For the 25 per cent who aren’t compliant, there’s a $271 first-time fee for service that’s applied to the owner’s property taxes, with about $160 charged for each subsequent violation, she said.
Barnett said the scope of the students’ duties is just a fraction of the duties of regular officers, who enforce hundreds of city bylaws.
The students are paid $19 an hour, which is about half the rate of a junior-level officer.
That’s problematic, said Coun. Matthew Green, who also wondered whether the city could be seen as trampling human rights by focusing bylaw enforcement on students.
Barnett noted the co-op patrollers don’t necessarily know whether students are living in the residences they approach.
Over the weekend, a massive McMaster homecoming party packed students like sardines onto Dalewood Avenue with some revellers urinating on buildings and littering the neighbourhood with beer cans.

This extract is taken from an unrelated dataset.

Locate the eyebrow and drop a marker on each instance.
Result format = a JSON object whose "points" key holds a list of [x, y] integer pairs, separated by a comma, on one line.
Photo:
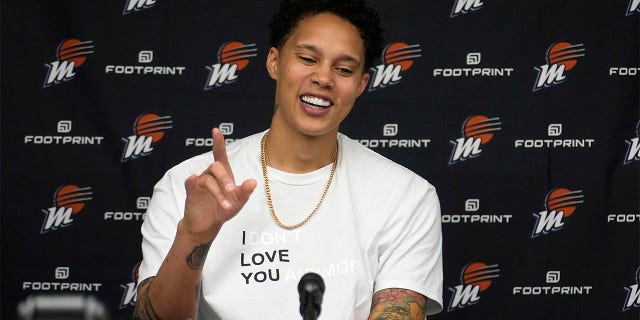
{"points": [[343, 57]]}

Deshpande told councillors that bash was “irrelevant” to the bylaw pilot program, noting enforcement of such parties is the responsibility of police.
He did say the student union is open to discussing the possibility of municipal permits to close streets for homecoming bashes, as is the practice for festivals like Supercrawl.
Staff expect to report back in December with facts and figures about the co-op program.
Green argued student shenanigans were the city’s fault for allowing the expansion of unsuitable density and illegal landlords to operate around McMaster.
“That is not the fault of the students.
“Poor policy is the problem. Poor planning is the problem.”
Deshpande said the student union’s biggest concern is breakins by non-students into student residences.
“That’s something that we’re quite worried about,” he said.
“That’s a problem that’s not being addressed.”